Why do we want to teach science?

In previous blogs that I have written for Education Matters, I have emphasized the economic importance now given to science. In Ireland, this is revealed by the investment made in attracting science and tech companies. For these companies and research institutions, science graduates are a requisite. As such, attracting students to science and science careers is a key objective for government institutions.

Science Foundation Ireland (SFI), for instance, has come up with the strategy SFI (Smart Futures 2014-2017). Its objective is to increase the uptake of science in second and third level by 10%. According to this strategy, SFI is going to organize visits by volunteer research staff to schools in order to showcase their research, discuss more general science issues, and promote careers in science.

This is not new; several countries in several different periods of time have called for an uptake of science by students, showing concern for the low numbers, going as far back as to the 1950’s. What is interesting is that these situations tend to repeat themselves and things seem to roughly follow the same pattern.
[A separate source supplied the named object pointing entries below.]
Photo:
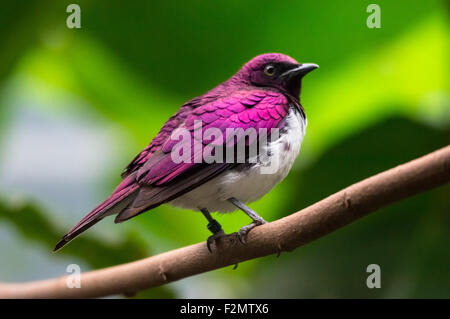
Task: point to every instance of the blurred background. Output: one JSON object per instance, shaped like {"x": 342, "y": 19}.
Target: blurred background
{"x": 76, "y": 105}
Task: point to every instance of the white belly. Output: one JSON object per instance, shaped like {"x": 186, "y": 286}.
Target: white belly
{"x": 249, "y": 185}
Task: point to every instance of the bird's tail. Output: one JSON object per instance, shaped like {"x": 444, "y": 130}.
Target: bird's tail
{"x": 122, "y": 196}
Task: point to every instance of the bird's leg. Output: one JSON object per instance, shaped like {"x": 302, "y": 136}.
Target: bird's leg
{"x": 257, "y": 220}
{"x": 214, "y": 227}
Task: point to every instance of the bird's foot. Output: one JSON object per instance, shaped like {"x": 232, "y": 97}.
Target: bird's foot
{"x": 212, "y": 239}
{"x": 243, "y": 232}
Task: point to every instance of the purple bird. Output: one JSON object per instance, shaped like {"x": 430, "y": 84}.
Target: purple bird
{"x": 263, "y": 97}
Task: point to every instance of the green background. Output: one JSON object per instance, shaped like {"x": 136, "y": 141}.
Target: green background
{"x": 76, "y": 105}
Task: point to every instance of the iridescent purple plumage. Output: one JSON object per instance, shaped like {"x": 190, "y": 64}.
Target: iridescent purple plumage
{"x": 252, "y": 98}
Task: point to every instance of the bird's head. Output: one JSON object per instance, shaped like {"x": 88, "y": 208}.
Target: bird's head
{"x": 275, "y": 70}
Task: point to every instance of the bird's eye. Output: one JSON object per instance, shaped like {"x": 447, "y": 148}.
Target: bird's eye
{"x": 269, "y": 70}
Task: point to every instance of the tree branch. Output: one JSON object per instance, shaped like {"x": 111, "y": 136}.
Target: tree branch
{"x": 284, "y": 234}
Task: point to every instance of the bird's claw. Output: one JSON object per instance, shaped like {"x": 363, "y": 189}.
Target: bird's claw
{"x": 243, "y": 232}
{"x": 212, "y": 239}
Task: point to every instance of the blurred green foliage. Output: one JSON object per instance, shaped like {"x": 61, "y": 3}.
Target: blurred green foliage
{"x": 379, "y": 99}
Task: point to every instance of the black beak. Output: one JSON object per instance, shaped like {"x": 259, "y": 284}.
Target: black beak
{"x": 300, "y": 70}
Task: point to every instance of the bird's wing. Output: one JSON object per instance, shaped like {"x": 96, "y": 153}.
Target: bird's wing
{"x": 172, "y": 123}
{"x": 162, "y": 179}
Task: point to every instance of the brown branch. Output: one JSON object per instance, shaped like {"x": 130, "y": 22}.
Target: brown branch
{"x": 284, "y": 234}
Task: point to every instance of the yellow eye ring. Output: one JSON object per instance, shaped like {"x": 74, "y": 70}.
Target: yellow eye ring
{"x": 269, "y": 70}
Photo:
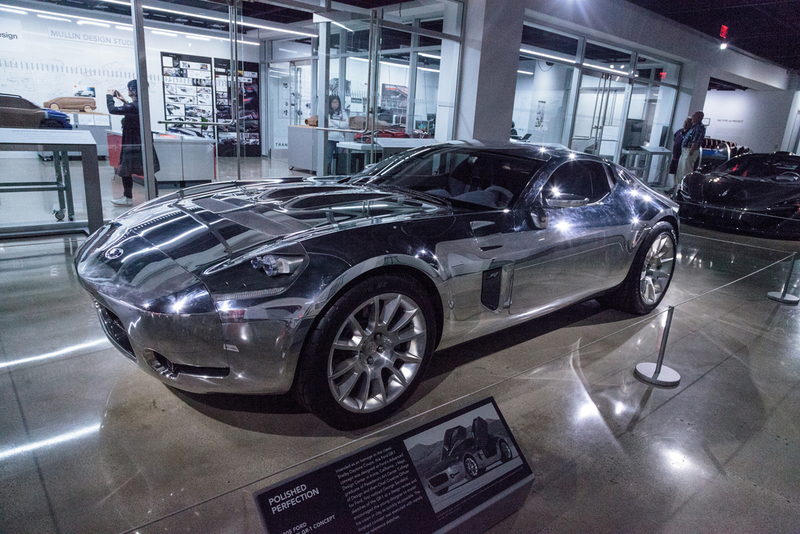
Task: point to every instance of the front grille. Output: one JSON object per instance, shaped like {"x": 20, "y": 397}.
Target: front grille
{"x": 162, "y": 365}
{"x": 115, "y": 330}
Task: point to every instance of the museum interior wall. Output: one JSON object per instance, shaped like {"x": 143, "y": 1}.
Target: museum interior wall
{"x": 748, "y": 118}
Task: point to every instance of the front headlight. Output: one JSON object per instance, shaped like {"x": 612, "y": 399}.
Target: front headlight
{"x": 277, "y": 265}
{"x": 262, "y": 273}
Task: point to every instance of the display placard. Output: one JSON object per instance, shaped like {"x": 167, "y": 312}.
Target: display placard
{"x": 423, "y": 481}
{"x": 188, "y": 93}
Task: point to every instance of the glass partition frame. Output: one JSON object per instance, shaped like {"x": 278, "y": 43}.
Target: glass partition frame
{"x": 634, "y": 69}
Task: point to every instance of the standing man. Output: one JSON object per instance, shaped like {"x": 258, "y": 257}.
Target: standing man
{"x": 130, "y": 160}
{"x": 691, "y": 146}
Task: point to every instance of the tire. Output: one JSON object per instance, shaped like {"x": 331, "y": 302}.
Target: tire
{"x": 368, "y": 352}
{"x": 505, "y": 451}
{"x": 471, "y": 468}
{"x": 650, "y": 274}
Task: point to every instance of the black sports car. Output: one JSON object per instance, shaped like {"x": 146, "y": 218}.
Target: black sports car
{"x": 340, "y": 289}
{"x": 753, "y": 194}
{"x": 466, "y": 454}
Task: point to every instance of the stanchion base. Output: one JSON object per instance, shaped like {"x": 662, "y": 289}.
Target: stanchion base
{"x": 791, "y": 300}
{"x": 666, "y": 378}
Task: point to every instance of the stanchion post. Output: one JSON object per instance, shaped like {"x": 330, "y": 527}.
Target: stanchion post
{"x": 659, "y": 374}
{"x": 782, "y": 297}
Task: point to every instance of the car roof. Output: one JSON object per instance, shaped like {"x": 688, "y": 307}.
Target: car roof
{"x": 539, "y": 151}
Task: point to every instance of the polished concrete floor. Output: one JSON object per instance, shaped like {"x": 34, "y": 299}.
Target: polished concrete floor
{"x": 89, "y": 443}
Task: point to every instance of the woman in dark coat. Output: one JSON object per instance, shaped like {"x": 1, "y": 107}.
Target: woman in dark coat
{"x": 130, "y": 160}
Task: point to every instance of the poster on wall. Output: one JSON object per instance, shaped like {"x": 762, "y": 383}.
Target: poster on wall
{"x": 249, "y": 123}
{"x": 394, "y": 103}
{"x": 188, "y": 94}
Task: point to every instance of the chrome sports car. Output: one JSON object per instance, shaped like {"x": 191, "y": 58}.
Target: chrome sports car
{"x": 756, "y": 194}
{"x": 341, "y": 288}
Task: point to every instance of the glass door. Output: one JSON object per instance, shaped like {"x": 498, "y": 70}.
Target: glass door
{"x": 279, "y": 89}
{"x": 301, "y": 89}
{"x": 600, "y": 112}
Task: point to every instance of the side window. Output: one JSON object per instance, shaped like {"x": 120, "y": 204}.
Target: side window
{"x": 581, "y": 182}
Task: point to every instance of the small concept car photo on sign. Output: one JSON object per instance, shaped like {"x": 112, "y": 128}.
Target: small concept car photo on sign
{"x": 466, "y": 454}
{"x": 339, "y": 289}
{"x": 754, "y": 194}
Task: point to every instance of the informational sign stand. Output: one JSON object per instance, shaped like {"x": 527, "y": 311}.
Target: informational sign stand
{"x": 461, "y": 473}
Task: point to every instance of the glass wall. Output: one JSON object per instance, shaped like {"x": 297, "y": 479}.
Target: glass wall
{"x": 201, "y": 96}
{"x": 395, "y": 93}
{"x": 596, "y": 98}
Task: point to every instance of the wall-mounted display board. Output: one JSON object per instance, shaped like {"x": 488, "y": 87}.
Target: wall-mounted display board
{"x": 249, "y": 122}
{"x": 188, "y": 93}
{"x": 463, "y": 472}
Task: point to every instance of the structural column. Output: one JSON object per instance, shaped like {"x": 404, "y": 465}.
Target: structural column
{"x": 492, "y": 39}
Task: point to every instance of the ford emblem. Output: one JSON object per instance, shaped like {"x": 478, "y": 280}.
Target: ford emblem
{"x": 114, "y": 253}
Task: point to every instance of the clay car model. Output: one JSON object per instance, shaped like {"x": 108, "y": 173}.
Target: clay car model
{"x": 466, "y": 453}
{"x": 339, "y": 289}
{"x": 72, "y": 103}
{"x": 16, "y": 112}
{"x": 755, "y": 194}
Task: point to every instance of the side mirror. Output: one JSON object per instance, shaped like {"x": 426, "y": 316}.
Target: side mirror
{"x": 539, "y": 216}
{"x": 567, "y": 201}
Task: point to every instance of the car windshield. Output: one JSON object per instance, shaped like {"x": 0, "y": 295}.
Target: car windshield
{"x": 760, "y": 166}
{"x": 486, "y": 178}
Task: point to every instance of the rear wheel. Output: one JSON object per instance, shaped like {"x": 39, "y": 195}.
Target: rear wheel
{"x": 650, "y": 273}
{"x": 367, "y": 354}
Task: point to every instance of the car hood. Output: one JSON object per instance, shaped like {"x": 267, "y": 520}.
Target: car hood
{"x": 204, "y": 229}
{"x": 737, "y": 192}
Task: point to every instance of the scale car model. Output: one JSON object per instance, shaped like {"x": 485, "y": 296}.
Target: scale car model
{"x": 16, "y": 112}
{"x": 72, "y": 103}
{"x": 466, "y": 454}
{"x": 755, "y": 194}
{"x": 340, "y": 289}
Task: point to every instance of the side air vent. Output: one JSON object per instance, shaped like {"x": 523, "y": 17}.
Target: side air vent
{"x": 490, "y": 290}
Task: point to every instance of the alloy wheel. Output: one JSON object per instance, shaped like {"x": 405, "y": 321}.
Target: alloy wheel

The remedy has been long prescribed in the science education literature: change the way science is taught at the primary and post-primary level. A central issue of these calls for reform was and still is:

How can school both prepare some students to go on to careers in science and technology and prepare all students to be responsible, scientifically literate citizens?

This question brings to the fore the goals of science education. Why do we want to teach science, and what type of science do we want to teach to primary and post-primary level students? Four different arguments can be found in the literature for science education: democratic, utilitarian, economic and cultural.

The four arguments have different objectives, are based in different schools of thought regarding science and science education, and are sometimes seen as incompatible.

In the next few blogs I’ll be discussing these four different arguments for science education.